L'acteur qui joue Claudin, Claude Rains, ne m'a pas non plus convaincu. Pourtant, c'est lui qui jouait l'homme invisible dans The invisible man... mais il était invisible. Bien sûr, il donne la fragilité nécessaire à Erique Claudin, ce personnage qui se fait voler son quatuor mais dès qu'il s'agit d'endosser le costume du "phantom", son charisme s'envole. Ni son accoutrement, ni ses apparitions ne recèlent quoi que ce soit d'inquiétant.

A cela s'ajoutent quelques passages sensés faire rire ou sourire (les deux prétendants de Christine qui se coincent régulièrement ensemble dans le bâti des portes) qui m'ont plutôt ennuyé.

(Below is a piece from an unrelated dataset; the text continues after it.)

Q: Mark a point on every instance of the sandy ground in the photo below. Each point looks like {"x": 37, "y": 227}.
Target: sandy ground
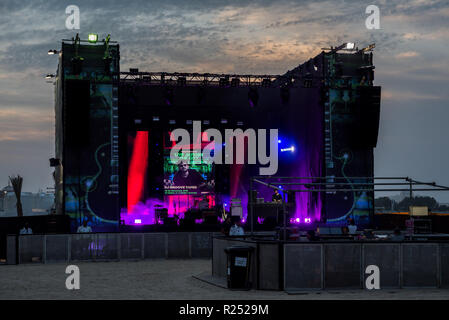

Ce genre de "gag" fonctionnait certainement à l'époque mais étant resté en dehors de l'univers, aucun de ces moments n'a réussi à me soutirer le moindre sourire. Insérer de l'humour dans un film d'épouvante est un parti pris assez risqué et demande généralement de se montrer habile et dans le cas présent, c'est raté.

En fin de compte, ce qui m'a réellement captivé dans ce Phantom of the opera, c'est sa restauration. Elle est magnifique et donne tout son éclat au procédé Technicolor ; mais j'aurais préféré du noir et blanc.

J'ignore également si l'adaptation est fidèle au roman de Gaston Leroux, je ne l'ai pas lu. En réalité, de cette histoire, je n'en connaissais que l'inspiration psychédélico-pop qu'en avait tiré Brian de Palma avec son délirant Phantom of the Paradise.